My choice would be not to use anti-parallel diodes in a design but this
is what I found in the circuit so some engineer thought about it enough
to use them. I would have preferentially used a reverse biased diode
across the active device's junction because it is usually the reverse
polarity in a pulse that damages a junction.


Generally a good design and a robust device will be tougher than the
diodes frequenty used.

For example I've found JFETS will easily stand 40+volts on the gate
before failing, MOSFETS (dual gate 3n200 types and BFR998) 60-80V
were needed to kill them. Even a lowly 2n5176 bipolar will be grossly
overloaded in a wide band amp before possibility of destruction.

Remember .5V PP (I'll assume silicon diodes) is at or around -1 to
0DBm. Thats one milliwatt of RF. the real issue is with wide band
signals you can have multiple signals within the bandwidth that at
some point in the cycle are additive and as we've all said those
diodes will do bad things under those conditions.

In this question I was more interested on the effect of the protection
diodes' capacitance because as you know it is greatest at zero bias.
This wideband pre-amp's input stage uses feedback to define the input
impedance and the diodes' capacitance is at the node point, so I
wondered if there was little effect. As you know, in an inverter the
node point is ideally a voltage null.


The capacitance if of limited significance. Its' effects will be
tempered by topology and impedences at the point of use.
As pointed out, they must not see conduction or "bad things happen".

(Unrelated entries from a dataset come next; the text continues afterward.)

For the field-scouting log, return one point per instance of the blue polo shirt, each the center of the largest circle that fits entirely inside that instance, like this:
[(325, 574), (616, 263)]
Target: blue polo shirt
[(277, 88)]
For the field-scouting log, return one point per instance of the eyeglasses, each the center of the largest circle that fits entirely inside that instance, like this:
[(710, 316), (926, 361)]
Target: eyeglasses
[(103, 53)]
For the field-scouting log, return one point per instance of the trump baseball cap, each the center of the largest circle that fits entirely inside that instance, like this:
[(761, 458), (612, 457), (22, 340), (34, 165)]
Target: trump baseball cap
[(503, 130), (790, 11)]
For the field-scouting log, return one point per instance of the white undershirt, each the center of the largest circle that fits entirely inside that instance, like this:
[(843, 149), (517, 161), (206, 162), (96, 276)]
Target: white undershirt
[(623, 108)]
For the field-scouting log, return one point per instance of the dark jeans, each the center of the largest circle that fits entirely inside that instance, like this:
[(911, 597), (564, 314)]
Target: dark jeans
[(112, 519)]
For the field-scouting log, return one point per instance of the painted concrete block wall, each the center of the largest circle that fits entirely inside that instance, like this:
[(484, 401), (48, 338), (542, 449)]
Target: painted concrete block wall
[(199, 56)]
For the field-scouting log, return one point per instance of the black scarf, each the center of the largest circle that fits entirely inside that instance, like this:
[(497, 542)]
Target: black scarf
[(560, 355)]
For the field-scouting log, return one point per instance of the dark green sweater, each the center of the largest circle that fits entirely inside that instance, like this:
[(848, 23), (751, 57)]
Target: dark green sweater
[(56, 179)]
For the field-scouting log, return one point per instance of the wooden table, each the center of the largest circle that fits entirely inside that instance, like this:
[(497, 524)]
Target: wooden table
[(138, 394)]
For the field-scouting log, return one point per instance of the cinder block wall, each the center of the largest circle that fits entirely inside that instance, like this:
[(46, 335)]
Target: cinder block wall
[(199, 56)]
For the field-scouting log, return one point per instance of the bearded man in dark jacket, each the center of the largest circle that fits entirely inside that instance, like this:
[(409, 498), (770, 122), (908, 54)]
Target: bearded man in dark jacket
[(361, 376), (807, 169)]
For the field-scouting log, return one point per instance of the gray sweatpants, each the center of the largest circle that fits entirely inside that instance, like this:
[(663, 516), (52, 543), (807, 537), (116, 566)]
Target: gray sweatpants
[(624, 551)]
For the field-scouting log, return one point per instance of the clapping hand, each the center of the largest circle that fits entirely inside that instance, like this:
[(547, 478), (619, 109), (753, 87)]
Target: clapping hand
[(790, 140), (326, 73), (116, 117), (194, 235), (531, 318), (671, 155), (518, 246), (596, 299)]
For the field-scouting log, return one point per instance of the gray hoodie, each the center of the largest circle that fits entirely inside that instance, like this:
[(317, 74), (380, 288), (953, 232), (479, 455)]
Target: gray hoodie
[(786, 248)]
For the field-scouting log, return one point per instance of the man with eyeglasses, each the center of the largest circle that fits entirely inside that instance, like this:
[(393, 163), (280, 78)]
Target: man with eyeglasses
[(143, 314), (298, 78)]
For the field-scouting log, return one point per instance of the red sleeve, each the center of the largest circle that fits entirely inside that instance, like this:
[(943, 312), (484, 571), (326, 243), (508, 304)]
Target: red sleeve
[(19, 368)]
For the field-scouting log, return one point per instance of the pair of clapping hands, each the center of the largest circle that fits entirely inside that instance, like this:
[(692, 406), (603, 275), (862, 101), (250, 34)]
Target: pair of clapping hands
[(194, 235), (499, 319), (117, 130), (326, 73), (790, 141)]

_IF_ you really must protect the input with diodes put a healthy
(6-12V) of reverse bias on them. That should adequately protect
the first device but still absorb transients.

For instrumentation applications (high impedence) they are a
commonplace thing as the source could be anything or known.

For RF use I tend to leave them out as most devices once in circuit
are robust as is. And usually uf there is an event big enough to fry
the device then protection diodes are just two more fried devices.

One exception: series diodes on the supply for reverse polarity
protection and Zeners(or transzorbs) on the supply for overvoltage
protection. Often destruction didn't come down the antenna but in
the back door via the power or other control lines.

Thank you both for the great debate!


As in most electronics there are subtle and gross effects. Being
aware of both are of importance. Hope it helps.